In a memorandum issued on Aug. 21, Secretary of Agriculture Brooke Rollins announced a new policy prioritizing land use efficiency when evaluating proposals for power generation projects on National Forest System lands.
The memorandum represents the USDA’s “commitment to strengthening American energy production and reducing reliance on foreign energy sources, like foreign adversary-manufactured solar panels, while protecting our lands for future generations,” according to a press release from the agency.
As part of the memorandum, the U.S. Forest Service will develop new screening guidelines that measure and prioritize the amount of energy produced per acre of land “while ensuring projects are consistent with environmental stewardship, multiple-use principles, and economic benefits for rural communities,” the press release said.
“America has the resources and ingenuity to power our future without depending on foreign adversaries,” Rollins said in the press release.
“We will no longer allow foreign-made solar panels or inefficient energy projects to undermine our national security. We are prioritizing reliable power sources, reducing costs, and preserving more land for recreation, timber, and wildlife for future generations.”
The USDA manages around 193 million acres of national forests and grasslands in 43 states.
“Policies that discouraged the use of these lands for power generation in the past increased reliance on intermittent energy sources and limited U.S. energy independence,” the press release stated.

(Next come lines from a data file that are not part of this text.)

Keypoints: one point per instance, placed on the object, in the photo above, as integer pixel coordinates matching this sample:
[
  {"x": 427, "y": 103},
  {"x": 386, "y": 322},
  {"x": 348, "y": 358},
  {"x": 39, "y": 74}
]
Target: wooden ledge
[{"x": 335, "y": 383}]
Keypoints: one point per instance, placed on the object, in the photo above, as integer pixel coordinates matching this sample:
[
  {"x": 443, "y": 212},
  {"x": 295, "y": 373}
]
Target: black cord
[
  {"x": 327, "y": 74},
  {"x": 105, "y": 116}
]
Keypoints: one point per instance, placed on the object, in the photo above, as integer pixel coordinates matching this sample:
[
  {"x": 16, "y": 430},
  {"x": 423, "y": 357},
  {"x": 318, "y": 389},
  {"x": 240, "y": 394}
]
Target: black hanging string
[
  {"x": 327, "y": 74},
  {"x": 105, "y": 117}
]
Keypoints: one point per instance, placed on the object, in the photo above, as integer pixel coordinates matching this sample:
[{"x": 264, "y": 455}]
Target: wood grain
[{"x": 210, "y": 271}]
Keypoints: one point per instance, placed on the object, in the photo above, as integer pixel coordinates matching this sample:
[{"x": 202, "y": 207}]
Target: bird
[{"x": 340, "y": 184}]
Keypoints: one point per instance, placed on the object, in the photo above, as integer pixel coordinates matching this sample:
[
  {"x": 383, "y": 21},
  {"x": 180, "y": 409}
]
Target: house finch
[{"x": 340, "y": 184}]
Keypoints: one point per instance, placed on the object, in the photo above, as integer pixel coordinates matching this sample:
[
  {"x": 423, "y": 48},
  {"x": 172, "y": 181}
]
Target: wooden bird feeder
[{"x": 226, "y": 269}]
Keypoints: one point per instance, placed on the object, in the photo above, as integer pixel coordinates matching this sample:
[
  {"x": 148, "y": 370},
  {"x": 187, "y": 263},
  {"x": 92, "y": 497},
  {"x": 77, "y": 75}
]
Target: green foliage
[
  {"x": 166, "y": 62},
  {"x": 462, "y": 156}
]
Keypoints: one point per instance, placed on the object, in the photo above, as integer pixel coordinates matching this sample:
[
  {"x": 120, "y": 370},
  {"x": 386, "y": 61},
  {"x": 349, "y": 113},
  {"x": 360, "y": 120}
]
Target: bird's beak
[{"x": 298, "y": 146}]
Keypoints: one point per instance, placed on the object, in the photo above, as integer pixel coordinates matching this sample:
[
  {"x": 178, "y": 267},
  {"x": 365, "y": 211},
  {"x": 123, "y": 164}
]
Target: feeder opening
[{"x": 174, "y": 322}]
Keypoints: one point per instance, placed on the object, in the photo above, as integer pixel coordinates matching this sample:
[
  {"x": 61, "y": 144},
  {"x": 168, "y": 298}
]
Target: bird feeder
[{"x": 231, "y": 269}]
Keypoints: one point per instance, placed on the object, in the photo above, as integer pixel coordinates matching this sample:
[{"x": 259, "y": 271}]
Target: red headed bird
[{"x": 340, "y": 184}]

Focusing on land use efficiency will ensure that proposed energy projects maximize output per acre, reduce environmental impacts, and allow more National Forest System lands to remain available for multiple uses, according to the USDA.
Wind, solar, natural gas, and other energy types require varying amounts of land and have different environmental impacts, the press release noted. This is why efficiency-based screening is important for “balancing economic development with environmental stewardship.”
The memorandum followed an Aug. 18 X post from Rollins announcing that the USDA has halted programs that fund solar or wind power projects on productive farmland.
“Millions of acres of prime farmland is left unusable so Green New Deal subsidized solar panels can be built. This destruction of our farms and prime soil is taking away the futures of the next generation of farmers and the future of our country,” Rollins said.

The Biden administration promoted nationwide wind and solar deployment. The Trump administration has mostly reversed that agenda.
In a Sept. 12, 2024, post, the USDA stated, “From 2012 to 2020, more than 90 percent of large-scale, commercial wind turbines and 70 percent of solar farms in rural areas were installed on agricultural land.”
These projects occupied 424,000 acres of farmland as of 2020, amounting to 0.05 percent of the total 897 million acres of farmland, according to the 2024 USDA statement.
The Inflation Reduction Act, passed by the Biden administration in 2022, provided the USDA’s Rural Energy for America Program more than $2 billion to support agricultural producers and rural small business owners through renewable energy grants.
Rollins noted in her Aug. 18 post that stopping renewable projects on U.S. farmland ends “the use of panels made by foreign adversaries like China.”
China controls the supply chain of critical materials necessary for solar and wind power technologies.
Rollins’s Aug. 21 announcement, and her Aug. 18 post, follow a July 7 executive order signed by President Donald Trump that sought to end market-distorting subsidies for “unreliable, foreign-controlled energy sources.”
Interior Secretary Doug Burgum signed an order seeking to rein in wind and solar power projects and ensure that federal lands are used optimally for energy projects on Aug. 1.
Naveen Athrappully contributed to this report.